Ricardo Jnani Gonzalez & Cagri Hakan Zaman
Abstract.
Memory Architect (MA) is a project about Space and Memory. We created a Virtual Reality (VR) framework that allows a user to compose past experiences, organize their memories, and create new connections between them in a spatially immersive virtual environment. In the Virtual Memory Palace, through the use of our MA App, the person is able embed images, videos, document files, sound recordings, and even real 3D spaces into digital models they create. Then, they are able to organize these spaces as a way to alter the memory’s context. In other words, they they can place two very different memories together as way to gain a different perspective on the scenarios; they can increase or decrease the size of certain memories; they can combine two separate events into one memory, or break one into its separate aspects. Through the use of Google’s Project Tango and Unity, these models are turned into a VR space in which the user is able to both physically, and virtually walk round in. The user, by moving, kneeling, walking, etc., is able to navigate their virtual architecture holding their composed memories.
Background & Vision
In this project we propose that remembering is a form of creation, rather than an information retrieval. In this active, embodied process, space plays a crucial role. We do not only reassemble past experiences in a given context, but we do it within a particular spatial setting. In this section, we provide evidences about our embodied-memory approach from the lens of neuroscience and social sciences.
Neuroscientific Account
Our brains spend a tremendous effort to resolve space, integrate the sensory information into practical information so that it can plan where to move, where to sit; remember a particular place so it can navigate back when it is necessary. Basic characteristics of spatial perception have been discovered through studies on rat hippocampus. (O’Keefe & Nadel, 1978; Ranck, 1973; Emery, Wilson & Chen, 2012). Hippocampus is a main processing unit in the brain where short term memories are encoded in long term memories.

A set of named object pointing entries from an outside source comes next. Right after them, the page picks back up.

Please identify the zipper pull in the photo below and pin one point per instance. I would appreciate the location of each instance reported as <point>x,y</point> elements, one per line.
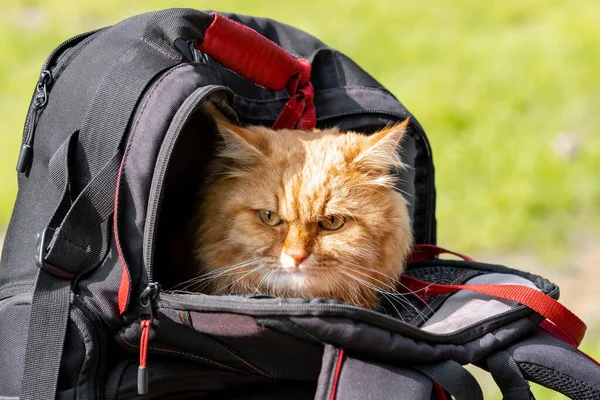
<point>39,102</point>
<point>146,315</point>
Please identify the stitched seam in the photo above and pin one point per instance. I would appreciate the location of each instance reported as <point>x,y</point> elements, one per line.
<point>243,360</point>
<point>178,352</point>
<point>428,303</point>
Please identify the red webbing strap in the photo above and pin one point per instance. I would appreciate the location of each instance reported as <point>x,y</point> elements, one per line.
<point>423,252</point>
<point>539,302</point>
<point>262,61</point>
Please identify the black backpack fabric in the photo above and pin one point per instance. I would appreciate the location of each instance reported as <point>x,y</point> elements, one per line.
<point>114,141</point>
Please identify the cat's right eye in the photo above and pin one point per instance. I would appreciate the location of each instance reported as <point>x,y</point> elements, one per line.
<point>269,218</point>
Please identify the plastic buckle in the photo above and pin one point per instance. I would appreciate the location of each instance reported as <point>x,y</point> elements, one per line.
<point>42,251</point>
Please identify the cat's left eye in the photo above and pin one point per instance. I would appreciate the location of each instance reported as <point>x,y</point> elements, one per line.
<point>269,218</point>
<point>332,222</point>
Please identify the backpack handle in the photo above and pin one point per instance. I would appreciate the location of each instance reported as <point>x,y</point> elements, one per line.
<point>258,59</point>
<point>538,301</point>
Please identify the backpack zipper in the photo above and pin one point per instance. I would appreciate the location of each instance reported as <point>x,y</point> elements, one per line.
<point>157,190</point>
<point>147,298</point>
<point>39,101</point>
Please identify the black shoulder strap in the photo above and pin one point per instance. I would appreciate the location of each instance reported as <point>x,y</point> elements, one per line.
<point>344,376</point>
<point>68,242</point>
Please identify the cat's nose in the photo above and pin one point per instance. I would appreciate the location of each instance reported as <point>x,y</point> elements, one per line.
<point>298,255</point>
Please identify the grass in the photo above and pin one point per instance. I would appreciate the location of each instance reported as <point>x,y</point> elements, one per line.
<point>493,83</point>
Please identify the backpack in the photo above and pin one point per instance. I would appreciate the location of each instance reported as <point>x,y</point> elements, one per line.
<point>108,171</point>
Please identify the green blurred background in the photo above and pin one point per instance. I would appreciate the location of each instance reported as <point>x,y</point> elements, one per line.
<point>508,92</point>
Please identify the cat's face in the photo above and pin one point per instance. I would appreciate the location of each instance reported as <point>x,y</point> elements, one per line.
<point>303,214</point>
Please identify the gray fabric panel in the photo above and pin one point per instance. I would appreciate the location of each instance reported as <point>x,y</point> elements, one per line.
<point>361,380</point>
<point>326,376</point>
<point>68,99</point>
<point>384,345</point>
<point>508,376</point>
<point>539,349</point>
<point>14,317</point>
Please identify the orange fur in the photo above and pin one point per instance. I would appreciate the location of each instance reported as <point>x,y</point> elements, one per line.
<point>303,177</point>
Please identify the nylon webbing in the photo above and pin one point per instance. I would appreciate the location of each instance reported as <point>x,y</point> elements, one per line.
<point>46,336</point>
<point>508,376</point>
<point>113,106</point>
<point>455,379</point>
<point>93,181</point>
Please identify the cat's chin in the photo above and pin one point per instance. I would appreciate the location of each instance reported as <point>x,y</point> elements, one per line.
<point>295,282</point>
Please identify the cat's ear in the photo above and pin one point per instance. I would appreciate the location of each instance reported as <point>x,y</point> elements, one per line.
<point>240,144</point>
<point>380,153</point>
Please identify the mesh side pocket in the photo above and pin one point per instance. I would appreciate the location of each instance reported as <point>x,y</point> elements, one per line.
<point>560,382</point>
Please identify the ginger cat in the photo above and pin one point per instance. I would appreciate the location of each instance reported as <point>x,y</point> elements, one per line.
<point>293,213</point>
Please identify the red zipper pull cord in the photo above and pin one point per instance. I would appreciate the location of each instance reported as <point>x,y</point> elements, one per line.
<point>146,316</point>
<point>142,368</point>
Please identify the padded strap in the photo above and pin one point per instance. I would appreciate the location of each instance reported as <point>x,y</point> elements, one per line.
<point>546,360</point>
<point>66,243</point>
<point>508,376</point>
<point>455,379</point>
<point>345,377</point>
<point>539,302</point>
<point>263,62</point>
<point>45,338</point>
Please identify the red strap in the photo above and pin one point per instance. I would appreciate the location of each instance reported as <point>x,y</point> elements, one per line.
<point>423,252</point>
<point>262,61</point>
<point>539,302</point>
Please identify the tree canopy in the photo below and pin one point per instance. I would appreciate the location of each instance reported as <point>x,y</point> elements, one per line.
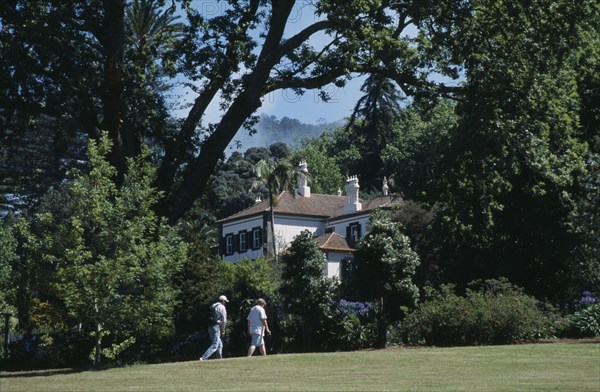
<point>111,74</point>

However, the majority of cell formations in hippocampus also play a central role spatial perception and navigation, namely the “place cells”. Different firing patterns in place cell region allow the animal to represents its location relative to the objects in the environment. While place cells respond to different visual cues in the environment, they also integrate proprioceptive information as to direction and velocity, as well as the sensory information other than visual ones such as sound or odor. They exhibit firing patterns regardless of the sensory medium as the firing patterns have been discovered in deaf and blind rats. (Hill & Best, 1981;Save, Cressant, Thinus-Blanc, & Poucet, 1998). Spike pattern of a particular place cell is correlated to the change in size, orientation and shape of the environment (O’Keefe, 1998). In addition to evidently location selective place cells, there are other neural compositions in brain such as grid cells, head direction cells and boundary cells, which as a whole provide a reliable information about the environment. PPA in human brain is selective to environmental structures, which would be integrating high and low level features for detection and recognition of visual scenes.
Space, Body and Action
In order to understand the dynamic interaction between action and space one should consider the human body as the natural locus of the experience. The geographer Yi-Fu Tuan states “Upright, man is ready to act. Space opens out before him and is immediately differentiable into front-back and right–left axes in conformity with the structure of his body” (2001). Spatial experience is imposed directly by the structure of the body as well as its ability to respond within physical constraints. Equipped with sensory-motor apparatus, the human body drives the experience by actively engaging with the environment. The French social scientist Michel de Certeau proposes that space can only be experienced through this active participation “when one takes into consideration vectors of direction, velocities, and time variables”.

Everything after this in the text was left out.